Use of a sequential forward floating search algorithm to detect subgroup features in heterogeneous data sets
Date
Authors
Journal Title
Journal ISSN
Volume Title
Publisher
Abstract
In pattern recognition problems, a feature is defined as any property that may be useful in differentiating among classes of inputs. A classic example entails using color and shape as features to sort apples and bananas into their respective classes. Both the generation and assessment of features has become an essential part of modern machine learning and pattern classification endeavors, particularly with the continued growth of feature spaces in recent years. In support of such problems, many feature selection algorithms with distinct benefits and drawbacks have been devised. Despite these advancements in the field, questions remain about feature subset selection and performance in certain scenarios. Many classes, such as some found in the medical domain, are not reliably described by a single defining feature. In these heterogeneous classes, detecting feature synergies is essential to high performance classification. A confounding issue occurs when sample sizes for heterogeneous classes are small.
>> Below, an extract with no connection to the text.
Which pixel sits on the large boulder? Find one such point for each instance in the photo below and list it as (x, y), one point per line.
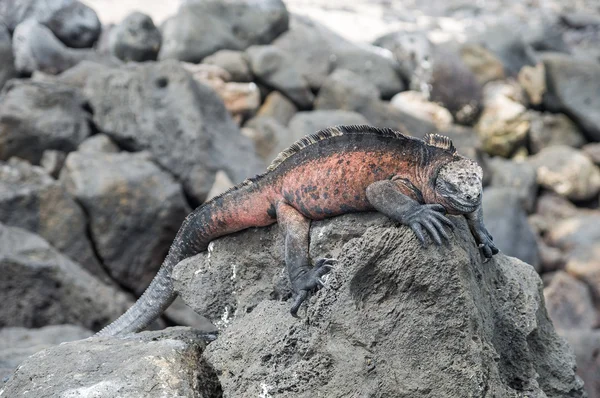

Small sample size is often unavoidable for various reasons, and such situations may present challenges to commonly employed techniques of feature selection, such as statistical methods. In this dissertation, a sequential forward floating search (SFFS) algorithm is investigated as a feature subset selection technique on heterogeneous data sets of small sample size. The objective is to assess SFFS performance against statistical selection techniques that are common in the literature. To this end, an exemplar data set from the neuroimaging domain is used to represent a typical heterogeneous data set. This data set is analyzed using both traditional approaches and with the SFFS algorithm. The findings of this investigation are then used to inform synthetic data simulations to establish the ground-truth performance of SFFS with respect to such heterogeneous data. Results of this investigation show SFFS to be a sensitive technique for feature subset selection in data sets. In many cases, SFFS is shown to outperform the t-test in individual feature detectability. However, potential outliers and increased variability in small sample size data remain a concern for successful assessment of classification results in specific problems.